アフターコロナにより業績不振に陥っていたCG制作会社では、毎月の社員の給料を保証できないことを鑑みて、2024年の夏、全員をやむなく解雇した。
都市部に構えていたCG制作会社の事務所を自宅近くに移転し、現在は山田さんが1人で依頼を受ける。リソースが足りない場合に、その都度山田さんの方から元社員の個人事業主に発注するという形を取るようになった。
同じ頃、山田さんは以前から誘いを受けていた「大学の芸術学部の非常勤講師」の仕事も受けることに。山田さんのように実社会で通用するCGの技術や知識を教えられる講師というのは、実のところあまり多くはないそうだ。
「最初は断っていたんです。でもやってみたらすごく楽しかった。今は最低限のベーシックインカムとしてやっていますが、今はこっちの仕事をもっと増やしたいくらいです」
CGグラフィック制作、茶農家、非常勤講師。これらの仕事と子育てをどのように毎日こなしていっているのだろう。
朝8時、自宅近くまで幼稚園のバスが来るので長男を乗せ、8時半には次男を保育園に送迎する。山田さんはその足で事務所に向かい、夕方まで仕事をする。その事務所ではCG制作の仕事も、農業関係の事務処理もしているという。
17時には次男を再び迎えに行き、帰宅。今は事務所が同じ町内にあるので、以前よりもかなり動きやすくなった。
現在は育休取得中の妻が家事の大部分を担うが、その日の夕食を作る係は大体その日に決めている。

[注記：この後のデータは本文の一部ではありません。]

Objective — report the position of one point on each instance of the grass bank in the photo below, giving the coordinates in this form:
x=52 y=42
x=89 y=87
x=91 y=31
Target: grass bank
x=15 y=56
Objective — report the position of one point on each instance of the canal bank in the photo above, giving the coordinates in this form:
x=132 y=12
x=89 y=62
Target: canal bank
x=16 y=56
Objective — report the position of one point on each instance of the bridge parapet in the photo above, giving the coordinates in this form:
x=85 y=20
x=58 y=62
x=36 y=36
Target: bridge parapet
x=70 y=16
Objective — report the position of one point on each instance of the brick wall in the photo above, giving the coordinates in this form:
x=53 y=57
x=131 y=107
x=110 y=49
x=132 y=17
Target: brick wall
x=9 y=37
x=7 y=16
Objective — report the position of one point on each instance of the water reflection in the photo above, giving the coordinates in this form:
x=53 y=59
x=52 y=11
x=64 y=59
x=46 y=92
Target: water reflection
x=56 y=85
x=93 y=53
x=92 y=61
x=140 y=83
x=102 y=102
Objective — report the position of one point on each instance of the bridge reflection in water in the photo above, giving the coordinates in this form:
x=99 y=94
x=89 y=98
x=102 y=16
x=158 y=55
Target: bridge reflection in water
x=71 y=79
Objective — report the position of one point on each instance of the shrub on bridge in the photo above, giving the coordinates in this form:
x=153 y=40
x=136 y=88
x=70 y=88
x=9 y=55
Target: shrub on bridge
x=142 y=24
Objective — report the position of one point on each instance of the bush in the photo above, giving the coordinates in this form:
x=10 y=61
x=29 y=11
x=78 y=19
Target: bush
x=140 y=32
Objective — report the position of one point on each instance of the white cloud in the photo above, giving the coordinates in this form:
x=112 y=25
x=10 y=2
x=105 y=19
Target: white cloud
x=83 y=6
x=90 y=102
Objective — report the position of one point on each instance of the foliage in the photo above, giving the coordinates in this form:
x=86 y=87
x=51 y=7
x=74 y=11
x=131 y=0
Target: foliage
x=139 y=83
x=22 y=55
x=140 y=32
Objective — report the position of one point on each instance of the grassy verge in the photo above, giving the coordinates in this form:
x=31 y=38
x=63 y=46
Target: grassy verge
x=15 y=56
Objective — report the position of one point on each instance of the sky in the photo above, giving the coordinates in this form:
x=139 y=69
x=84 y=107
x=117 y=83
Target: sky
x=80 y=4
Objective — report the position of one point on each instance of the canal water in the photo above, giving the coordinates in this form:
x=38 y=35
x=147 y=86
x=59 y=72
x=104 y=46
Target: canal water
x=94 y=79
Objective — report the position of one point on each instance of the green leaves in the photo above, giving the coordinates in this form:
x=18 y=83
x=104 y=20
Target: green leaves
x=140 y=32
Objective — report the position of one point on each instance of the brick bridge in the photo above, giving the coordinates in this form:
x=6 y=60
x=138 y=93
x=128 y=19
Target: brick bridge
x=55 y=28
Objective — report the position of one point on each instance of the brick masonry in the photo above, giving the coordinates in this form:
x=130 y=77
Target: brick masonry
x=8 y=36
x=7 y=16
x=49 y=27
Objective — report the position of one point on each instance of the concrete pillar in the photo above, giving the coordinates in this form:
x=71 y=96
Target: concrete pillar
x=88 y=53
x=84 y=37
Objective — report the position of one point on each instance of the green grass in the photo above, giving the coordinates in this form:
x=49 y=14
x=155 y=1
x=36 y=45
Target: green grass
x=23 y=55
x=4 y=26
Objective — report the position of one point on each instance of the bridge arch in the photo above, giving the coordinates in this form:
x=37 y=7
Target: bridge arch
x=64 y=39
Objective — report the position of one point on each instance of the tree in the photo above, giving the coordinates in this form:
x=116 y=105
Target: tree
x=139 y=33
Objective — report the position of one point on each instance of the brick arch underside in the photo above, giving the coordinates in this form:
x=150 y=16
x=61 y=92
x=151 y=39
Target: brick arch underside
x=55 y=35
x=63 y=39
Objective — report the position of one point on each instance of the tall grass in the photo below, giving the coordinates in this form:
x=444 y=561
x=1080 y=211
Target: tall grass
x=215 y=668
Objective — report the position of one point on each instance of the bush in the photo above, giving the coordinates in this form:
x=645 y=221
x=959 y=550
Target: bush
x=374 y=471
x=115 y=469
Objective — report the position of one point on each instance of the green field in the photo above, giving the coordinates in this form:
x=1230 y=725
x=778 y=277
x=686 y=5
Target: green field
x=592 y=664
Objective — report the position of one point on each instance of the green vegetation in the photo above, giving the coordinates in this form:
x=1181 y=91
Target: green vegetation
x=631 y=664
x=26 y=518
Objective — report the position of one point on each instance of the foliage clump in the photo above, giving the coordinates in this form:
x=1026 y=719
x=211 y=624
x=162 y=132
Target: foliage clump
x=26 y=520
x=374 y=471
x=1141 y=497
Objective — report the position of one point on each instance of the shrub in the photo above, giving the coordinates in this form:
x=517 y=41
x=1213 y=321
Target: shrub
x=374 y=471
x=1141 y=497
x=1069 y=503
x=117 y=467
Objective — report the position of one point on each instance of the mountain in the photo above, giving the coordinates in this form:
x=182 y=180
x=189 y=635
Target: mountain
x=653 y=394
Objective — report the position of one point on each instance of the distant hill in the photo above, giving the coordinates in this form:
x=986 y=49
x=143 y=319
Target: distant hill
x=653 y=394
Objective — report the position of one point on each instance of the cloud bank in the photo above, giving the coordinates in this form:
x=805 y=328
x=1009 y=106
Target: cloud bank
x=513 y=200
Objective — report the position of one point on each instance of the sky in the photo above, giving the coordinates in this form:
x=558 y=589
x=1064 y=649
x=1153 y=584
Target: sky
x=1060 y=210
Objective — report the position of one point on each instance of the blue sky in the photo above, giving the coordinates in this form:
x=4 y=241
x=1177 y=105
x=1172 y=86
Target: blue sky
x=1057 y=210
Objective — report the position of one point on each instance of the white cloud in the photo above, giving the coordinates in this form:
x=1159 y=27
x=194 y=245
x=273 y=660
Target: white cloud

ここに加え、家業の農作業は今も父が現役で担っているが、その作業の手伝いなどが時期により発生。その合間を縫って非常勤講師の仕事もこなし、バンド活動も継続している。

50代「まだジタバタしている」
これから、まだまだ家計の支出が増えていく時期だ。資産形成というと少し違うが、と前置きをしつつ、「家業の『お茶』が自分の資産です。末っ子が大学へ行く頃、僕は70代。でも、僕の父が70代の今でも現役バリバリで働いているのを見ると『大丈夫だ』と思えるので、それが心の支えになっています」と山田さんは話す。
今は家業が「いつか、自分の子どもが就きたい仕事の選択肢の一つに入ればいいな」という思いで、ブランディングや新しい試みなどに注力していきたいと考えている。
「だから僕は、この歳になってもまだジタバタしてますよ。自分ができることを寄せ集めて、なんとかやっていってるだけなんです。でも」
自身がうつを患った経験から言えるのは、”全速力で走らなくていい”ということだ。「遠いゴールを目指す必要もない。自分が気持ち良い速度で進んでいけるスピードと距離感を掴むことが大切だったんですよね」。